Full explanation
Expected value for a buy is straightforward. You take what the round costs and multiply it by the RTP of that specific mode. The result is what you get back on average over a very large number of buys.
Using the published numbers:
- Le God Mode, 50x bet, 96.26% RTP: 50 x 0.9626 = about 48.13x back on average.
- Bonushunt FeatureSpins, 3x bet, 96.1% RTP: 3 x 0.961 = about 2.88x back on average.
- Myth-Taken Identity, played at 96.25%: each unit staked returns about 0.9625 on average.
Two things matter here. First, "on average" means over thousands of buys, not your next ten. Any individual buy can pay zero or pay the cap; the EV only describes the long-run trend. Second, the small gap below 1.0 is the house edge, and it applies to buys exactly as it does to normal spins. A buy is not a discount, it is just a faster, higher-variance way to reach the same math.
So the EV calc is useful for comparing options, not for predicting a session. The higher-RTP mode gives back marginally more per unit staked, but none of them are positive-EV, and that is by design.
Reading EV without fooling yourself
The trap with EV is treating it as a forecast for your session. An EV of 48.13x on a 50x Le God Mode buy does not mean your next buy returns 48x. It means that across thousands of identical buys, the average settles near there. Any single buy can return zero or hit the cap.

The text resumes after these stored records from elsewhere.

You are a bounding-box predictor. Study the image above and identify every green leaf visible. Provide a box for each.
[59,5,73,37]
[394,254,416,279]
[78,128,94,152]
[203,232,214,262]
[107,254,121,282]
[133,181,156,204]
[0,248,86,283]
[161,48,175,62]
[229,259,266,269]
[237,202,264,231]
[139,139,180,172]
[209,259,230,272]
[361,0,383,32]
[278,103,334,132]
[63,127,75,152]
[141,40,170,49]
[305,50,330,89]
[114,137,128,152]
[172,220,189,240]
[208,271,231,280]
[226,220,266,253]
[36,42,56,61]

So use EV to compare options, not to predict outcomes. The mode with the higher RTP gives back marginally more per unit over the long run, but none of the buys are profitable, because the sub-1.0 multiplier is the house edge doing its job. Buys trade patience for variance, nothing more.
Run the simple version before any buy: cost in, average return out, and the published RTP for that specific purchase. The math will not turn a buy into a profit, because the edge is built in, but it does tell you which option burns your balance fastest. Knowing that ahead of time is the whole point of the exercise.